The Group is exposed to many different financial risks in its operations. Such risks include foreign currency, credit and liquidity risks. These and other financial risks are described in more detail below and in the Annual Financial Statements.
The main principles for financial risk management are defined in the Group Treasury Policy, any changes to which are approved by either the Board of Directors of the parent company or the President and CEO. The Group Treasury is responsible for Group Treasure Policy implementation. Treasury activities are centralised in the Group Treasury.
Market risk
The Group is exposed to market risks related to foreign currency exchange rate, market interest rate and electricity price.
Foreign currency exchange rate risk
The Group's foreign currency exchange rate risk consists of transaction risk and translation risk.
Transaction risk
Transaction risk arises from operational items (such as sales and purchases) and financial items (such as loans, deposits and interest flows) in foreign currency in the statement of financial position, and from forecast cash flows over the upcoming 12 months. Transaction risk is monitored and hedged actively. Further details about the transaction risk are provided in the annual Financial Statements.
Translation risk
Translation risk arises from the equity of subsidiaries outside the eurozone. Further details about the translation risk are provided in the annual Financial Statements.
Electricity price risk
The price risk refers to the risk resulting from changes in electricity market prices. The market price of electricity fluctuates greatly due to weather conditions, hydrology and emissions trading, for example. The Group obtains its electricity through deliveries that are mainly fixed-price contracts or tied to the spot price of the price area of Finland, and in the latter case is therefore exposed to electricity price fluctuation. This price risk is not hedged.
Interest rate risk
Changes in interest rates affect the Group's cash flow and results. Further details about the translation risk are provided in the annual Financial Statements.
Counterparty risk
Counterparty risk is realised when a counterparty to the Group does not fulfil its contractual obligations, resulting in non-payment of funds to the Group. The main risks relate to trade receivables, cash and cash equivalents, and money market investments. Further details about the counterparty risk are provided in the annual Financial Statements.
Liquidity risk
The Group seeks to maintain a good liquidity position in all conditions. This is ensured by cash flows from operating activities and cash and cash equivalents and other money market investments. In addition, the Group has undrawn bank overdraft limits and a EUR 100 million unconfirmed commercial paper programme. Further details about the liquidity risk are provided in the annual Financial Statements.

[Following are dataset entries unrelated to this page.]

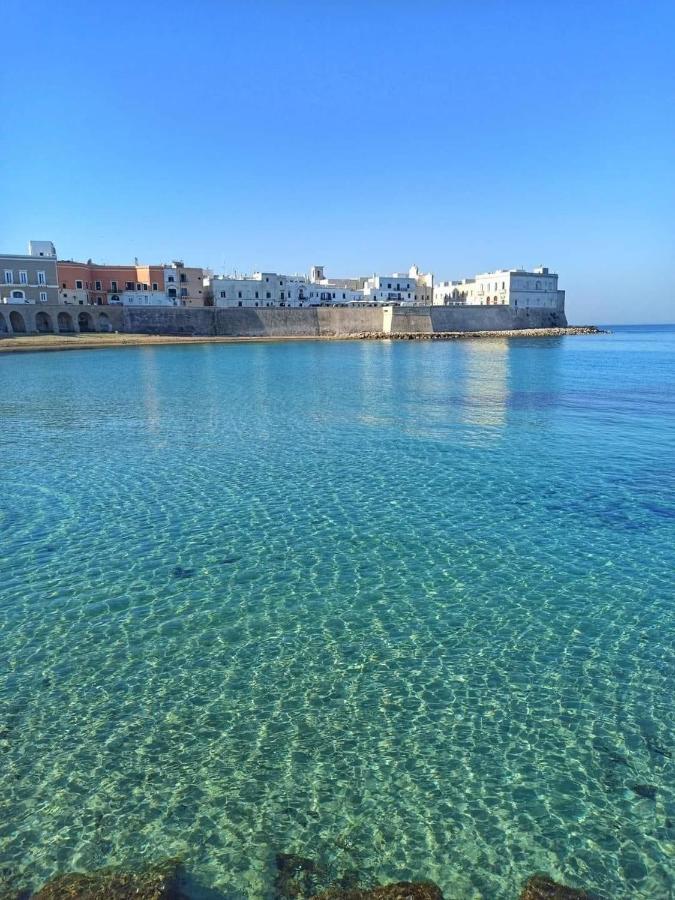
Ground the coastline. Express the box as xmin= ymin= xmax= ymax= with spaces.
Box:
xmin=0 ymin=325 xmax=609 ymax=353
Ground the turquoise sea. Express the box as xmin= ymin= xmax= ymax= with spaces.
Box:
xmin=0 ymin=326 xmax=675 ymax=900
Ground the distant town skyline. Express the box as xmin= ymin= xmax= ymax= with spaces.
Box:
xmin=0 ymin=0 xmax=675 ymax=324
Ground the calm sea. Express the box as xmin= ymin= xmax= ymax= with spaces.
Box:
xmin=0 ymin=327 xmax=675 ymax=900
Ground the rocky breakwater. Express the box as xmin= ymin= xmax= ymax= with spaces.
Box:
xmin=0 ymin=853 xmax=599 ymax=900
xmin=355 ymin=325 xmax=610 ymax=341
xmin=0 ymin=853 xmax=599 ymax=900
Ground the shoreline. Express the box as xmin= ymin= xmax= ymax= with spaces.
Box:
xmin=0 ymin=325 xmax=609 ymax=353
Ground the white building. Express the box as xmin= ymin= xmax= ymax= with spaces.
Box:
xmin=0 ymin=241 xmax=58 ymax=303
xmin=109 ymin=285 xmax=181 ymax=306
xmin=363 ymin=273 xmax=417 ymax=304
xmin=204 ymin=267 xmax=370 ymax=307
xmin=433 ymin=266 xmax=565 ymax=309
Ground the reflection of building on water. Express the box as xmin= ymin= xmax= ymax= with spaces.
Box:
xmin=141 ymin=347 xmax=160 ymax=432
xmin=457 ymin=339 xmax=509 ymax=428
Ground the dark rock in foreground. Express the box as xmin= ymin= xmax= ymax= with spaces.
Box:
xmin=274 ymin=853 xmax=323 ymax=900
xmin=33 ymin=859 xmax=182 ymax=900
xmin=520 ymin=875 xmax=592 ymax=900
xmin=632 ymin=784 xmax=656 ymax=800
xmin=313 ymin=881 xmax=443 ymax=900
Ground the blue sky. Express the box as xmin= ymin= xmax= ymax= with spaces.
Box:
xmin=0 ymin=0 xmax=675 ymax=323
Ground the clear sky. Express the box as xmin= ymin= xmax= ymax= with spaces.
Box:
xmin=0 ymin=0 xmax=675 ymax=323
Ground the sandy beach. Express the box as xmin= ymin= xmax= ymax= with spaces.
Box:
xmin=0 ymin=326 xmax=599 ymax=353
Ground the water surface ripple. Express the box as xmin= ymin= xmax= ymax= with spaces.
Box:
xmin=0 ymin=328 xmax=675 ymax=900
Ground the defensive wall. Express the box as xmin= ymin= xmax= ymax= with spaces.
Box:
xmin=0 ymin=303 xmax=567 ymax=338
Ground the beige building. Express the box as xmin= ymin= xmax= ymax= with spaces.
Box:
xmin=164 ymin=259 xmax=206 ymax=306
xmin=0 ymin=241 xmax=59 ymax=304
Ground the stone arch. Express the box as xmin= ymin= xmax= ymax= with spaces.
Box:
xmin=9 ymin=309 xmax=26 ymax=334
xmin=98 ymin=313 xmax=112 ymax=331
xmin=56 ymin=312 xmax=75 ymax=334
xmin=77 ymin=311 xmax=96 ymax=332
xmin=35 ymin=309 xmax=54 ymax=334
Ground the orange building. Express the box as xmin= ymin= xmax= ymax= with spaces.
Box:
xmin=57 ymin=259 xmax=164 ymax=306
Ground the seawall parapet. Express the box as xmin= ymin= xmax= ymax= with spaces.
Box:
xmin=0 ymin=304 xmax=567 ymax=338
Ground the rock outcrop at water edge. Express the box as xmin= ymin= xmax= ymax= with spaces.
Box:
xmin=520 ymin=875 xmax=593 ymax=900
xmin=32 ymin=859 xmax=183 ymax=900
xmin=312 ymin=881 xmax=443 ymax=900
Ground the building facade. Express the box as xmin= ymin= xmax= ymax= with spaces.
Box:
xmin=204 ymin=272 xmax=332 ymax=308
xmin=0 ymin=241 xmax=58 ymax=304
xmin=58 ymin=260 xmax=204 ymax=306
xmin=433 ymin=266 xmax=565 ymax=310
xmin=164 ymin=259 xmax=205 ymax=306
xmin=58 ymin=260 xmax=173 ymax=306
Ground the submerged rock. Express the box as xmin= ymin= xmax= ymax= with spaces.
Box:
xmin=33 ymin=859 xmax=183 ymax=900
xmin=520 ymin=875 xmax=592 ymax=900
xmin=313 ymin=881 xmax=443 ymax=900
xmin=274 ymin=853 xmax=323 ymax=900
xmin=631 ymin=784 xmax=656 ymax=800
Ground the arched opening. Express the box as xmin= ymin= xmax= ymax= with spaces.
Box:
xmin=77 ymin=312 xmax=95 ymax=332
xmin=56 ymin=312 xmax=75 ymax=334
xmin=35 ymin=310 xmax=54 ymax=334
xmin=9 ymin=310 xmax=26 ymax=334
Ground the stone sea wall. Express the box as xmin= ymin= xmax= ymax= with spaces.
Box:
xmin=0 ymin=304 xmax=567 ymax=338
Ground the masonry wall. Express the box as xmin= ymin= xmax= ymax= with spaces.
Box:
xmin=0 ymin=304 xmax=567 ymax=338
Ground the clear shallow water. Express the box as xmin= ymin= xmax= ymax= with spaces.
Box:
xmin=0 ymin=328 xmax=675 ymax=900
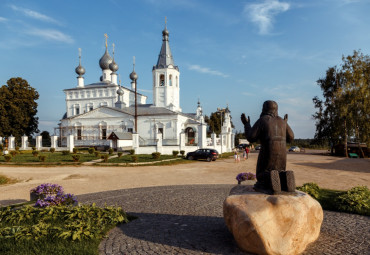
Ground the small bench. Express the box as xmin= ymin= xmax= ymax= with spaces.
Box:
xmin=348 ymin=153 xmax=358 ymax=158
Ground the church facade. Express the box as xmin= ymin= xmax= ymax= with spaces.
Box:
xmin=56 ymin=28 xmax=233 ymax=154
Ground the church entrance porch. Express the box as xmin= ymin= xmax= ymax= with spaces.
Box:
xmin=185 ymin=127 xmax=197 ymax=146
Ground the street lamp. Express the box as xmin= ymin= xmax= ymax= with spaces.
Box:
xmin=217 ymin=108 xmax=226 ymax=155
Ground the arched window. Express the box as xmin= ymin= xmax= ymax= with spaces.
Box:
xmin=159 ymin=74 xmax=164 ymax=86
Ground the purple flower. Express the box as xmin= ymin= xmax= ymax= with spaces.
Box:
xmin=236 ymin=173 xmax=256 ymax=183
xmin=31 ymin=183 xmax=77 ymax=207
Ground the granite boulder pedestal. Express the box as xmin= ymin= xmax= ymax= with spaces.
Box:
xmin=223 ymin=185 xmax=323 ymax=255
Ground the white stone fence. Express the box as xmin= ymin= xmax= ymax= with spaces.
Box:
xmin=0 ymin=133 xmax=234 ymax=154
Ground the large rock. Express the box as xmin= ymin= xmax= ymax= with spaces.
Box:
xmin=224 ymin=185 xmax=323 ymax=255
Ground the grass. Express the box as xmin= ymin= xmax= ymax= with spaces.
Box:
xmin=108 ymin=154 xmax=181 ymax=163
xmin=0 ymin=174 xmax=16 ymax=185
xmin=317 ymin=188 xmax=345 ymax=211
xmin=0 ymin=152 xmax=97 ymax=163
xmin=297 ymin=184 xmax=370 ymax=216
xmin=0 ymin=205 xmax=135 ymax=255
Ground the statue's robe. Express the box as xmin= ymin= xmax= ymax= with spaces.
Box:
xmin=244 ymin=113 xmax=294 ymax=184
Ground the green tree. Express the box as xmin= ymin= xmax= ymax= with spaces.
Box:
xmin=204 ymin=109 xmax=234 ymax=135
xmin=40 ymin=131 xmax=51 ymax=147
xmin=0 ymin=77 xmax=39 ymax=137
xmin=313 ymin=51 xmax=370 ymax=156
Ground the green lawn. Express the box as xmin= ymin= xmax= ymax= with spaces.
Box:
xmin=0 ymin=205 xmax=133 ymax=255
xmin=108 ymin=154 xmax=181 ymax=163
xmin=0 ymin=152 xmax=97 ymax=163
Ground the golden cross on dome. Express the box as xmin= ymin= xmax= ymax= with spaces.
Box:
xmin=78 ymin=48 xmax=81 ymax=65
xmin=104 ymin=34 xmax=108 ymax=48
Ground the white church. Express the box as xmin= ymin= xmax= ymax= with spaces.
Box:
xmin=56 ymin=24 xmax=234 ymax=154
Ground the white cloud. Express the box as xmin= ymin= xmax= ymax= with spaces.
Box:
xmin=189 ymin=65 xmax=229 ymax=78
xmin=244 ymin=0 xmax=290 ymax=34
xmin=26 ymin=28 xmax=74 ymax=43
xmin=137 ymin=89 xmax=153 ymax=93
xmin=10 ymin=5 xmax=60 ymax=24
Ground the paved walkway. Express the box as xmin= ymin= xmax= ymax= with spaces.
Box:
xmin=78 ymin=185 xmax=370 ymax=255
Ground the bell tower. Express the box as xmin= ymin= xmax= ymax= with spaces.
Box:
xmin=152 ymin=19 xmax=181 ymax=112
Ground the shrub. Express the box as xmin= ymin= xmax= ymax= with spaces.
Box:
xmin=4 ymin=155 xmax=12 ymax=162
xmin=172 ymin=151 xmax=179 ymax=158
xmin=30 ymin=183 xmax=77 ymax=207
xmin=89 ymin=147 xmax=95 ymax=154
xmin=72 ymin=154 xmax=80 ymax=162
xmin=101 ymin=154 xmax=109 ymax=162
xmin=39 ymin=155 xmax=46 ymax=162
xmin=297 ymin=182 xmax=320 ymax=199
xmin=336 ymin=186 xmax=370 ymax=216
xmin=152 ymin=152 xmax=161 ymax=159
xmin=0 ymin=174 xmax=11 ymax=185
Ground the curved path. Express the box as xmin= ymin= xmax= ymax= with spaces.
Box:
xmin=78 ymin=185 xmax=370 ymax=255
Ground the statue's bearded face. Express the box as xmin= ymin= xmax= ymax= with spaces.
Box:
xmin=261 ymin=100 xmax=278 ymax=117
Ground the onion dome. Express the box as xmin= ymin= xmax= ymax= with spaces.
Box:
xmin=99 ymin=49 xmax=113 ymax=70
xmin=117 ymin=86 xmax=124 ymax=96
xmin=162 ymin=27 xmax=170 ymax=41
xmin=75 ymin=48 xmax=85 ymax=77
xmin=130 ymin=70 xmax=138 ymax=80
xmin=109 ymin=59 xmax=118 ymax=73
xmin=75 ymin=64 xmax=85 ymax=77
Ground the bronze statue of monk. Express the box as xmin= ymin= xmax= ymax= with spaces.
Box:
xmin=241 ymin=100 xmax=295 ymax=194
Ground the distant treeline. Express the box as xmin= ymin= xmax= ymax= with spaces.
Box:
xmin=287 ymin=138 xmax=330 ymax=149
xmin=235 ymin=132 xmax=330 ymax=149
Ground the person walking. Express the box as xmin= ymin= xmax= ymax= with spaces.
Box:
xmin=245 ymin=147 xmax=249 ymax=159
xmin=234 ymin=148 xmax=238 ymax=162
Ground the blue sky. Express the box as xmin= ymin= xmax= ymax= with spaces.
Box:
xmin=0 ymin=0 xmax=370 ymax=138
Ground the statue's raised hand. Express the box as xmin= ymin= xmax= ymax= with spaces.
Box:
xmin=240 ymin=113 xmax=251 ymax=125
xmin=284 ymin=114 xmax=288 ymax=122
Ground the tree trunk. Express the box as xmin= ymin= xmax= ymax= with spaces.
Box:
xmin=344 ymin=119 xmax=348 ymax=158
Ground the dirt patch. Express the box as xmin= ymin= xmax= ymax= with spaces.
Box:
xmin=0 ymin=151 xmax=370 ymax=204
xmin=63 ymin=174 xmax=86 ymax=180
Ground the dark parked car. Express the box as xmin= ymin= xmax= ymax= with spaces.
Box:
xmin=238 ymin=143 xmax=249 ymax=150
xmin=186 ymin=149 xmax=218 ymax=162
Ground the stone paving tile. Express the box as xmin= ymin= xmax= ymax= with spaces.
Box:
xmin=78 ymin=185 xmax=370 ymax=255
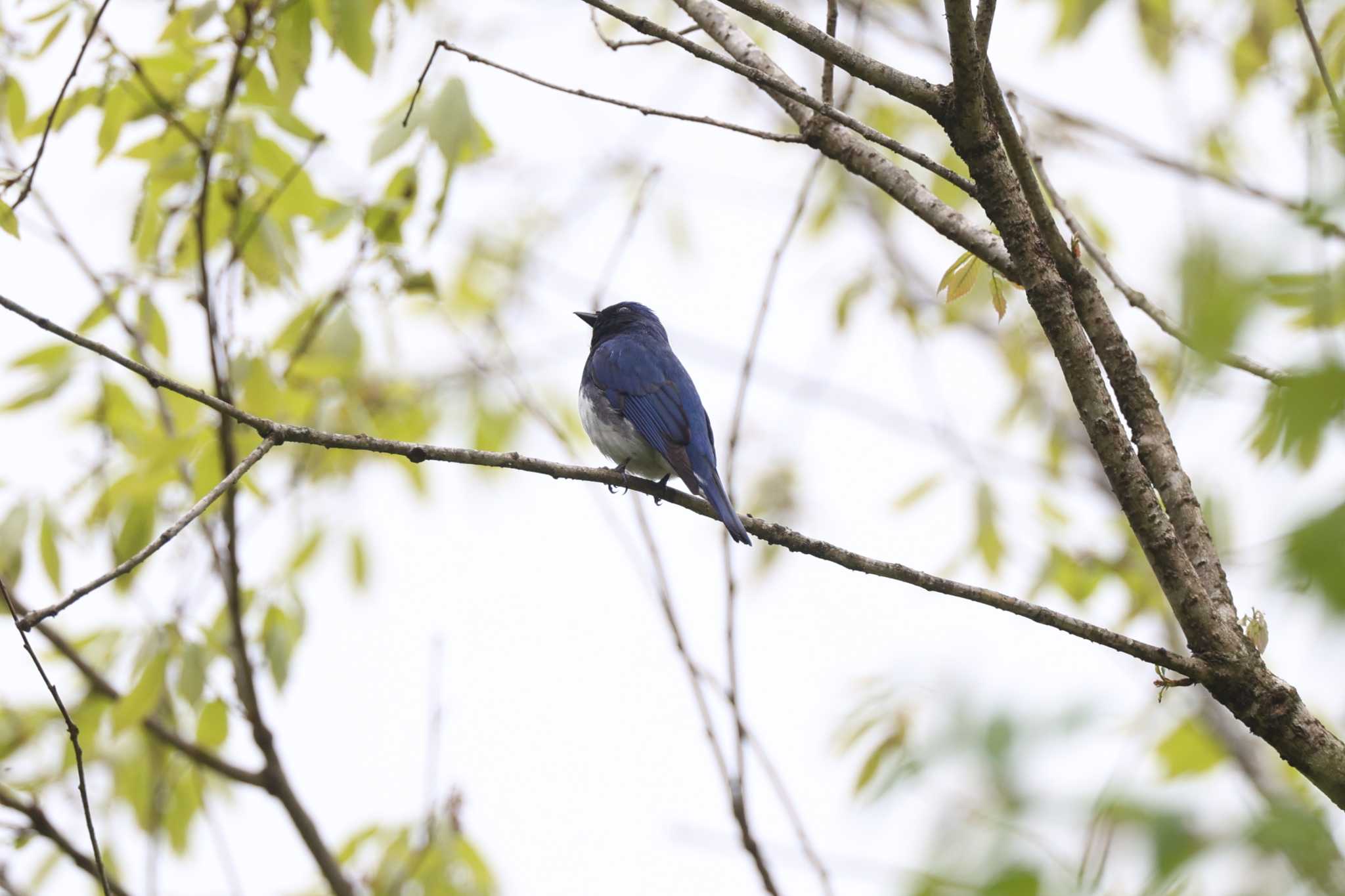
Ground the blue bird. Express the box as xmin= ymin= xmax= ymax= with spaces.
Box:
xmin=574 ymin=302 xmax=752 ymax=544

Management of capital structure
The financial objectives of the Group include a capital structure related goal to maintain the equity ratio, i.e. equity in proportion to total assets, at a level of at least 50%. This equity ratio is not the Company’s opinion of an optimal capital structure, but rather part of an aggregate consideration of the Company’s growth and profitability targets and dividend policy. Further details about the management of capital structure is provided in the annual Financial Statements.